Aleotti, Assandra, Cozzolani, Leonarda, Vizzana – few people will have heard their names before. These Renaissance composers chose convent life over secular society’s traditional tasks. In the safety of the cloisters’ shadows they could follow their faith, enjoy an excellent education and avoid an arranged marriage to a partner of their family’s political preference.
In return, they provided their abbeys with polyphony aplenty, gaining local notoriety as organists, singers, directors and composers. Aleotti’s un-convent-ionally flamboyant madrigals were highly regarded; Leonarda was nicknamed the “Muse of Novara”; and Cozzolani's choir of nuns, the “white and melodious swans”, were hailed as the best singers in Italy.
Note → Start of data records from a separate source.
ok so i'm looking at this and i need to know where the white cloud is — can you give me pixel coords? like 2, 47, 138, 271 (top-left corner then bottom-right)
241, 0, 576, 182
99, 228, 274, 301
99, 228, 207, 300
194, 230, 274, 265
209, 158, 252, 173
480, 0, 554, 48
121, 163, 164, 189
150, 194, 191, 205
Patriarchal prejudice restricted these women’s reputations. Adverse Archbishops and contrary Cardinals found their music frivolous, unfit for religious rites or public performance. The complexity of Aleotti’s compositions was criticised for “making holiness give way to pleasure”…
Orlando Chamber Choir sings these talented women’s wonderful works out of history’s shadows into the concert light.
To add contrasting colours, the programme also includes majestic mass excerpts and motets by De Victoria – who, being a man, could enjoy the protection of the priory as a priest yet travel free into the limelight as he pleased.